Force est de constater que le secteur de l'Economie Sociale et Solidaire fait à peine mieux que la moyenne nationale rapportée par l'Anact en matière de Qualité de Vie au Travail, avec un sentiment de dégradation (cf articles sur la QVT dans l'ESS sur laqvt.fr). Quant aux bénévoles, ils ne sont pas vraiment considérés dans ces enjeux

Dans les collectifs non institutionnalisés (par exemple, les pirogues et voiliers dans le vocable archipélique), la qualité de vie et la bienveillance envers les individus du collectif restent très souvent impensés (ce qui ne veut pas dire forcément que le niveau est automatiquement insuffisant). D'autant plus pour les collectifs qui ne se réunissent et travaillent qu'épisodiquement : l'absence de telle ou telle personne est rarement vécue comme un signal faible ou fort d'un problème de santé ou d'engagement puisque la variabilité des disponibilités fait partie de la règle du jeu explicite.

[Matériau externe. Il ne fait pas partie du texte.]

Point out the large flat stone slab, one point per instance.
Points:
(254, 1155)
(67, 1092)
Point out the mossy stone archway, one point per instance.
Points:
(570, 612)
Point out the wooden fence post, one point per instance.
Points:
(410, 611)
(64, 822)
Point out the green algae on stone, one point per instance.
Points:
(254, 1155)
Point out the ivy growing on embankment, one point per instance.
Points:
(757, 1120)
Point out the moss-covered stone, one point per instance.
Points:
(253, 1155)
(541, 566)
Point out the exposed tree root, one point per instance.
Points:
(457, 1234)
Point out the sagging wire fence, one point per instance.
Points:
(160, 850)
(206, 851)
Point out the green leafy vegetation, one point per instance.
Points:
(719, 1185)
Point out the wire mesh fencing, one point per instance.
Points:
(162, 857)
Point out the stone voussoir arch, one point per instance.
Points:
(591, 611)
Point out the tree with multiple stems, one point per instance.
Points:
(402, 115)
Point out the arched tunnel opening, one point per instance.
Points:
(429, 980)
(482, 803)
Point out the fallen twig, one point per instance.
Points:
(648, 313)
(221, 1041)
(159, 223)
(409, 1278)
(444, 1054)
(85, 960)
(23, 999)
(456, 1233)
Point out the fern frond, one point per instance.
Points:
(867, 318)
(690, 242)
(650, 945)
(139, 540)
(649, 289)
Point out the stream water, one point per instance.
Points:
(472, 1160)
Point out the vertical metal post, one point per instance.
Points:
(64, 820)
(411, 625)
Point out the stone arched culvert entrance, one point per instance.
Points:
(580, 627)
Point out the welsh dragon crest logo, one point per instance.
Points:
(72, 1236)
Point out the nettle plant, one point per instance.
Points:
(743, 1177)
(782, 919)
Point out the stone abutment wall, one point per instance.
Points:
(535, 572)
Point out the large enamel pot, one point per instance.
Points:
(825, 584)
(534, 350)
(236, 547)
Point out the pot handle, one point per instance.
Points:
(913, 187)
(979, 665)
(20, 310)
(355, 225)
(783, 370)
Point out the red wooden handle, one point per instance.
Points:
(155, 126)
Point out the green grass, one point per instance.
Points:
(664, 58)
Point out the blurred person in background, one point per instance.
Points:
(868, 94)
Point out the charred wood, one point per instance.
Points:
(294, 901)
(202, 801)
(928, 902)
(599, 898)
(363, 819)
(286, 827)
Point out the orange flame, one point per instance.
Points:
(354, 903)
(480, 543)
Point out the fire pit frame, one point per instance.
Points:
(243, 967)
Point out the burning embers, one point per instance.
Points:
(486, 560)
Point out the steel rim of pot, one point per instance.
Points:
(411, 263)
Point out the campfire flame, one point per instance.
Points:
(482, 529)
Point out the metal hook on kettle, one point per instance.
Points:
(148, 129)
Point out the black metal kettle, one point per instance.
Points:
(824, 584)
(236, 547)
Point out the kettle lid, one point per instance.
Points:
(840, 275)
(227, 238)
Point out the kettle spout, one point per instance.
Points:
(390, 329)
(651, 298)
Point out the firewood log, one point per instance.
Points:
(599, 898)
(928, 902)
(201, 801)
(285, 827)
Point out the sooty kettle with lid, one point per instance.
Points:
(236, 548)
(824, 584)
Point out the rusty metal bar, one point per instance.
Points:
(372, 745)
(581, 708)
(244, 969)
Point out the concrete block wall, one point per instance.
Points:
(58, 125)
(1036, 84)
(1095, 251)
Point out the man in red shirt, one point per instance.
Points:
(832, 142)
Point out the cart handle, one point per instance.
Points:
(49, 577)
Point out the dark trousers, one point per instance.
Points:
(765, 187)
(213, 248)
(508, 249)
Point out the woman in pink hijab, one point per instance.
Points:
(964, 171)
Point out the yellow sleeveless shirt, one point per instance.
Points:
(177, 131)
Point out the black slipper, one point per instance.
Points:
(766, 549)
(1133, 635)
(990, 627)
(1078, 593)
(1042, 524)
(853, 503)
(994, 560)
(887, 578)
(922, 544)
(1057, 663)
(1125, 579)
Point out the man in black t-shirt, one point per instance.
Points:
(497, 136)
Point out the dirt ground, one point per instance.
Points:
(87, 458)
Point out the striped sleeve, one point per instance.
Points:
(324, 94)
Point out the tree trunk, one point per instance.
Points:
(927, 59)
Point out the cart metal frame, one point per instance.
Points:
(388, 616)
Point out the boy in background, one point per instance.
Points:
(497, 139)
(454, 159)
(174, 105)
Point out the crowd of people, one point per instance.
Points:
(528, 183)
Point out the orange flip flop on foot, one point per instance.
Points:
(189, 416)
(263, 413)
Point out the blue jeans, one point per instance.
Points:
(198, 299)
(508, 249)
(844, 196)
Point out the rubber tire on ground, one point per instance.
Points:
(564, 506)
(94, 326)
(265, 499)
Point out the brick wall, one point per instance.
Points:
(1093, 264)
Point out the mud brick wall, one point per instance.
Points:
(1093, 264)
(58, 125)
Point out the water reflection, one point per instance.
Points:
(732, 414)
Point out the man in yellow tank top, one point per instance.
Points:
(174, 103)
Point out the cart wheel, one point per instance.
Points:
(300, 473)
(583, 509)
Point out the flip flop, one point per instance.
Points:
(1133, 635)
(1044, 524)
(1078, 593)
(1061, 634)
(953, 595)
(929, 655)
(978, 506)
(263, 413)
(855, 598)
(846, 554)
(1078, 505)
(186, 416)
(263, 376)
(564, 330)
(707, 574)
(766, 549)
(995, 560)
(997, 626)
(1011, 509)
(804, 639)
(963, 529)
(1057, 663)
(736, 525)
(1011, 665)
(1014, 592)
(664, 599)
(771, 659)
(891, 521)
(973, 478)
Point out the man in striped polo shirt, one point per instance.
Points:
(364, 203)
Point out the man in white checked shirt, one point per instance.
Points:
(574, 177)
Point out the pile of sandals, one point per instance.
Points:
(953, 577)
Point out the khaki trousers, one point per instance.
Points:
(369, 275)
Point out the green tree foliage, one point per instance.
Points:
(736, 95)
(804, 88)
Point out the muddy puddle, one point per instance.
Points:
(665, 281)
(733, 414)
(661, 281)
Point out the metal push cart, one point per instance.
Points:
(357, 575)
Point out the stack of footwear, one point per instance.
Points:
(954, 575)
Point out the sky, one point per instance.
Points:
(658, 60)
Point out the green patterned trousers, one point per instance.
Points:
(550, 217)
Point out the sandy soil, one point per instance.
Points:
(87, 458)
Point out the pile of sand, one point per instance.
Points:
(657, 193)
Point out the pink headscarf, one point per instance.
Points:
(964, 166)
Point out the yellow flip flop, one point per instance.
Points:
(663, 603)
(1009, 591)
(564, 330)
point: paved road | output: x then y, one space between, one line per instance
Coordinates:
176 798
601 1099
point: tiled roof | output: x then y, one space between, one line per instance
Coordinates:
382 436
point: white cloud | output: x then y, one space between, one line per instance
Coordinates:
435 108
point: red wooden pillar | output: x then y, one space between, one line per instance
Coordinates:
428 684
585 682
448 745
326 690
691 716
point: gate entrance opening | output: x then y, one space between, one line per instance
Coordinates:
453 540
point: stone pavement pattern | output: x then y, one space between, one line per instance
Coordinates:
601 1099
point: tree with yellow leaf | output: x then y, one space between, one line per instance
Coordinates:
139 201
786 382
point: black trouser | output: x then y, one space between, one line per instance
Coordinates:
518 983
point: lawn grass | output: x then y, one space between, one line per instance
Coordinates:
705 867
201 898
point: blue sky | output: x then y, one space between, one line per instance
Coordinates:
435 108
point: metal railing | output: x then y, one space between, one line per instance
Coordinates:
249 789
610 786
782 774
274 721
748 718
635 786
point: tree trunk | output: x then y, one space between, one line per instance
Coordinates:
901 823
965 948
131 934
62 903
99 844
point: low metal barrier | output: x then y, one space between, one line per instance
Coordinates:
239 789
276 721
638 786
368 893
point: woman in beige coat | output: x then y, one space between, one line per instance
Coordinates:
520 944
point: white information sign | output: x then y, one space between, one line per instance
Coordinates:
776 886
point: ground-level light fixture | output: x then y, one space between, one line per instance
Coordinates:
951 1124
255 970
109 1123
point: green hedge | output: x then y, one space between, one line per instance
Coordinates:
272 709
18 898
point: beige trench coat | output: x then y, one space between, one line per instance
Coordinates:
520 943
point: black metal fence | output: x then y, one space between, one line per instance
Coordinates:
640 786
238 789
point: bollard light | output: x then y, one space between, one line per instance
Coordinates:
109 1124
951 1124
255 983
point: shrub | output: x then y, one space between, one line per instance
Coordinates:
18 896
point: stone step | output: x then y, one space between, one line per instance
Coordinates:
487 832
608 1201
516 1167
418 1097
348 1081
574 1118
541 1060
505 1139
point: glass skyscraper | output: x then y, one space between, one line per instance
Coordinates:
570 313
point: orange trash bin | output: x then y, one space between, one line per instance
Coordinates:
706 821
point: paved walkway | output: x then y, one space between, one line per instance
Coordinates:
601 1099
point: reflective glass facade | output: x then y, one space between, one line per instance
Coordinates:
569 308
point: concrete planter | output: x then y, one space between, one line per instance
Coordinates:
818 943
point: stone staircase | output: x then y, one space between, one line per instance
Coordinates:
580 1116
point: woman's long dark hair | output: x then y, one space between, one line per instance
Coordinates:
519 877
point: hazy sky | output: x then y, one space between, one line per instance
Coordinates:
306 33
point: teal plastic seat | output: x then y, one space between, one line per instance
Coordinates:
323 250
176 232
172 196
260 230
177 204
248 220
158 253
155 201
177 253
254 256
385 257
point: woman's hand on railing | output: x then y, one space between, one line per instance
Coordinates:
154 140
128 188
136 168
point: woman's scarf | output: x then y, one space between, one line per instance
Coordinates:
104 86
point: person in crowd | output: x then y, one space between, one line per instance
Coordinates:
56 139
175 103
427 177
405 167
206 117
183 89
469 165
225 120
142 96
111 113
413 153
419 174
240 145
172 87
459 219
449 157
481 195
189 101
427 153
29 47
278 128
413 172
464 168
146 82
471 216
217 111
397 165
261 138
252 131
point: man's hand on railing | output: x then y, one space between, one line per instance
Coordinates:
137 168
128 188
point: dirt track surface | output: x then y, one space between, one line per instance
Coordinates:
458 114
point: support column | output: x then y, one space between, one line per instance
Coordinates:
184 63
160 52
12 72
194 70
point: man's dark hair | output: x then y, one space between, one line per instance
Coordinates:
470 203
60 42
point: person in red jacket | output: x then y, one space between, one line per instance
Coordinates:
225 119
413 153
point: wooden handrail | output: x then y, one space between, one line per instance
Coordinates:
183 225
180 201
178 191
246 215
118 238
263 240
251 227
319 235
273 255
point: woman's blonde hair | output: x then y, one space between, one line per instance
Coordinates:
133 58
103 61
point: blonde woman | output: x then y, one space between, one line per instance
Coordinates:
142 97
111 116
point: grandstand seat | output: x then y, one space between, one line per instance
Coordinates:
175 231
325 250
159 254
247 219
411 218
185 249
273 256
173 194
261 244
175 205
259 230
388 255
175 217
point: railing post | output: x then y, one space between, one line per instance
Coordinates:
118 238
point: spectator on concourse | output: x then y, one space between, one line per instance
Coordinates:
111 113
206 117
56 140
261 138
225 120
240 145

La santé de l'individu étant en grosse partie dépendante de cette dimension du "Vous en moi" :
  • au niveau de collectif : la responsabilité envers la préservation de la santé des individus du collectif
  • au niveau de l'individu : la prise en compte de sa propre santé, de ses propres organes
Il y a aussi un autre enjeu pour que le "Nous" ne noie pas le "Moi Je" : il faut que le collectif valorise la singularité de chacun, prenne en compte la raison d'être de chacun, les talents, les envies, les disponibilités, l'état de santé. Il doit intégrer l'individu dans les prises de décisions, reconnaître et valoriser la part que chacun apporte en terme de savoir, de savoir-faire, de savoir-être, de résultat, d'énergie dépensée, d'actes altruistes, ... Et plus globalement, il doit investir les deux dynamiques de "Veillance" et de "Bien" évoquées précédemment.

Coopération ouverte et Société et Territoires de la Bienveillance

Je vois une double relation entre coopération ouverte et bienveillance :
  • j'ai du mal à appréhender que l'on puisse réellement concrétiser une coopération ouverte pleine, vivante, efficace, ... sans investir la bienveillance dans les 4 dimensions que j'ai présentées, et aux différentes strates individuelle et collectives ;
  • la mise en place d'une Société et de Territoires de la Bienveillance passe selon moi par de la coopération ouverte dans une approche gagnant-gagnant. Une coopération qui fait une belle place à la confiance, l'altruisme, l'appréciation, la gratitude, la curiosité, l'exploration, le droit au tâtonnement et à l'erreur, à la joie de vivre ...
Un esprit bienveillant, coopératif dans une approche gagnant-gagnant se jouant entre collectifs, entre communautés, entre individus, entre humains et autres qu'humains. Où chacun peut aligner son "identité-racineS" (il me semblerait pertinent de mettre un pluriel) et ses "identités-relation" pour se sentir unifié.

Une coopération ouverte dans laquelle le "quoi" a sa juste place à côté du "pourquoi" et du "comment", les trois alignés autour de la bienveillance. De la bienveillance dans la raison d'être individuelle, dans les raisons d'être collectives et dans les pratiques.